Data-flo (pronounced data-flow) is an open-source web application for data integration. It provides an easy-to-use visual interface to design reusable Workflows (data pipelines) that import, merge, clean, and manipulate data in many different ways. Once a Workflow has been created, it can be run anytime, by anyone with access, to enable push-button data extraction and transformation.

Here is a diagram of a Data-flo workflow indicating the different data sources and output destinations.

Existing df

Why use Data-flo?

Data-flo saves you time by removing the bulk of the manual repetitive workflows that require multiple, sequential, or tedious steps, enabling you to focus on analysis and interpretation.

With Data-flo, users can:

  • Rapidly prepare data for visualization, and reporting
  • Easily share processed data between teams
  • Consistently reproduce and validate data transformation procedures for updated or new datasets
  • Seamlessly integrate data from multiple databases and sources
  • Automatically update a Microreact project with fresh data

While Data-flo is used across many sectors (data science, academia, public health institutions etc.), it contains a number of features tailored to manage bioinformatics-related datasets such as Newick files, tree files, etc.

Citation

If you use Data-flo within a publication please cite:

Centre for Genomic Pathogen Surveillance. 2019. Data-flo. https://data-flo.io. [Date accessed].

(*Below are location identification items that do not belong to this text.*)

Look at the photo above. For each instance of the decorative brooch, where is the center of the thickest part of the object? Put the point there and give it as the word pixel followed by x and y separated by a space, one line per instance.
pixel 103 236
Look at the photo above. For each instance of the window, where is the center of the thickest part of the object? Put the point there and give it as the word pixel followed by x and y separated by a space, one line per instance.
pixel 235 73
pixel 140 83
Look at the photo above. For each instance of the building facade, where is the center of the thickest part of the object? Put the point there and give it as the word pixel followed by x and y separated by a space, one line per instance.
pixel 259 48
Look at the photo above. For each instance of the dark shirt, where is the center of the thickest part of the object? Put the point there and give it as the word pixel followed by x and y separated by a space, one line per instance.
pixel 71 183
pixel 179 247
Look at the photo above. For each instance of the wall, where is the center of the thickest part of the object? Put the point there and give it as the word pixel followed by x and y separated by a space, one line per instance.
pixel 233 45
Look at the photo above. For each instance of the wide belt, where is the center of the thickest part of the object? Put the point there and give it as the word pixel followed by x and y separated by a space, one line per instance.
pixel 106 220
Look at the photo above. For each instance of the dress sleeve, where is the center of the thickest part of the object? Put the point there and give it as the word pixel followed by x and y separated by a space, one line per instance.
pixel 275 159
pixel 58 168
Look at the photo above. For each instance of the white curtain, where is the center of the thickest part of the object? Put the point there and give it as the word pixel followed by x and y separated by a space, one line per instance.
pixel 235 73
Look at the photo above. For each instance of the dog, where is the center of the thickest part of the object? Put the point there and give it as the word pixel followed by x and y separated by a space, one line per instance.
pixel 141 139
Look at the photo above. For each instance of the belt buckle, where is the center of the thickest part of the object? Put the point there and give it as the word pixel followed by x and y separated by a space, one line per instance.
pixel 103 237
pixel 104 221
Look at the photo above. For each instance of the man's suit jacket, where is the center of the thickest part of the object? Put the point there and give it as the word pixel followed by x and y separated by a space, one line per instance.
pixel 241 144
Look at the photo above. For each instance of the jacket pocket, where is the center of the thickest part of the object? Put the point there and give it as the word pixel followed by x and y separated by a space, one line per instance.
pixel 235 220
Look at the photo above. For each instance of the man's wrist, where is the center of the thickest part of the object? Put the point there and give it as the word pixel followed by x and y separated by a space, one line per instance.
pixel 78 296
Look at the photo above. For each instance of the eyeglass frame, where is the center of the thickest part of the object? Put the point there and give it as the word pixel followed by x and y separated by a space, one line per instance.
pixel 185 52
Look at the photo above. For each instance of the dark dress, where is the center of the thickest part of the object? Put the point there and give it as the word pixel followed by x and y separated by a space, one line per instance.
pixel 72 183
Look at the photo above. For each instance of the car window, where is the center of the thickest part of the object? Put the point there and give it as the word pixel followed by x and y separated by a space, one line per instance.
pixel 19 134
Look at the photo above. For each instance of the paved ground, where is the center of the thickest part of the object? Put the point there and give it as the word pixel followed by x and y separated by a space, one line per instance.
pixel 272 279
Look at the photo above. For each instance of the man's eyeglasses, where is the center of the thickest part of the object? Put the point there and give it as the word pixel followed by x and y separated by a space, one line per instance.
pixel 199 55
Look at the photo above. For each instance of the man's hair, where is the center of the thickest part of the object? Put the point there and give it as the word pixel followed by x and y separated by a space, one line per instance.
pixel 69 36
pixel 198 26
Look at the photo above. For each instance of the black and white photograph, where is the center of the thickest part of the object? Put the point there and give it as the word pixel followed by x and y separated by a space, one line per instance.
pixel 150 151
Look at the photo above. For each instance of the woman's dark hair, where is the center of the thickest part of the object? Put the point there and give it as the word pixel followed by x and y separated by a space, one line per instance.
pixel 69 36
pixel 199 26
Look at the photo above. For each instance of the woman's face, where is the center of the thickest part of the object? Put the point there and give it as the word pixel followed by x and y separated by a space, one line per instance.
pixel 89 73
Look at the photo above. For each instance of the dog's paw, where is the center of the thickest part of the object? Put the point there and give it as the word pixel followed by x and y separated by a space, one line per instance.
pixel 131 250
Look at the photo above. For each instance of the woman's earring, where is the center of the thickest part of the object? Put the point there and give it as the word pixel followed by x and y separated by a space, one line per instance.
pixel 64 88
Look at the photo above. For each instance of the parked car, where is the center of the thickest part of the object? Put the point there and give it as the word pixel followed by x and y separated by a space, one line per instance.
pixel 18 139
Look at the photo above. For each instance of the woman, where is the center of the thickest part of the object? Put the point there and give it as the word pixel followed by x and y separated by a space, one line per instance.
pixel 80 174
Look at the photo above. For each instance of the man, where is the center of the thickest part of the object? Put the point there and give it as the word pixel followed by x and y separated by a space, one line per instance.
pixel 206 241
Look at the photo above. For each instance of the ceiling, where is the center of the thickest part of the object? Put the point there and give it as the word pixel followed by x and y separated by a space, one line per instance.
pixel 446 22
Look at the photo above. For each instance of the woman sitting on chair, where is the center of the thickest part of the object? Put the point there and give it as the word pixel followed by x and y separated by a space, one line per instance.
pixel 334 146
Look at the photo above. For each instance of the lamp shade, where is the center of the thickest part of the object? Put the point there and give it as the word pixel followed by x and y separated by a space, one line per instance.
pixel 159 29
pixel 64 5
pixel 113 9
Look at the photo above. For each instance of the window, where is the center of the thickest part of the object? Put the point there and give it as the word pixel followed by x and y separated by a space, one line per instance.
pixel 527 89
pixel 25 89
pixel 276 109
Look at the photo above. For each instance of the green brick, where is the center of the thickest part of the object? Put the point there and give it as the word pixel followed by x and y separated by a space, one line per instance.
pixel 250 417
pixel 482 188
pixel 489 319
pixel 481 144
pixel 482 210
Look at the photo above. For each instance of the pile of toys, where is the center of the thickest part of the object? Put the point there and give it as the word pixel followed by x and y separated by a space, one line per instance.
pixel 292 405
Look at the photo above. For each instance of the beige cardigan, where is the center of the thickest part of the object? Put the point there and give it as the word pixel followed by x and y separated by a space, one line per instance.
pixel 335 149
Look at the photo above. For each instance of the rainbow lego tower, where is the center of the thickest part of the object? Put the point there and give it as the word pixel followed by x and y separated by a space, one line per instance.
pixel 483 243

Major Update in April 2024

Data-flo is continuously evolving as we learn from our community and adapt its features to accommodate new use cases.

In April 2024, a new version of Data-flo will be availble for testing on https://next.data-flo.io/, the large-scale upgrade includes significant changes to the user interface, improved ability to process large datasets, additional adaptors, and enhanced sharing permissions. This cookbook is based on the version available at https://next.data-flo.io/.

Comparison of software interface evolution from Data-flo version 1 to the latest version of Data-flo, The image calls out changes to several user interface upgrades, new adaptors, and improved user experience. The diagram highlighting that beta-testing and client feedback have contributed to the updates made.

Existing df

Pre-release Phase: from 1 April 2024 to 30 June 2024

Release Phase: from 1 July 2024 to 31 March 2025

  • The new version replaces the current version.
  • Workflows on the old version are migrated to the new version. Workflows created on https://next.data-flo.io/ will continue to be available on https://data-flo.io/.
  • The old version will be available to user on https://legacy.data-flo.io/ until 31 march 2025.

Sunset Phase: from 1 April 2025 onwards

  • The old version (https://legacy.data-flo.io/) will be turned off.

Interested in an on-premise installation?

Any data submitted through Data-flo.io is processed on the Data-flo server according to the Privacy and Terms of Service. If this does not meet agency standards for protected information, Data-flo can be installed on-premise and locally administered. This local (on-premise) installation behind your firewall enables you to process sensitive data safely. With an on-premise installation, all data is retained locally and nothing is sent to the public Data-flo server.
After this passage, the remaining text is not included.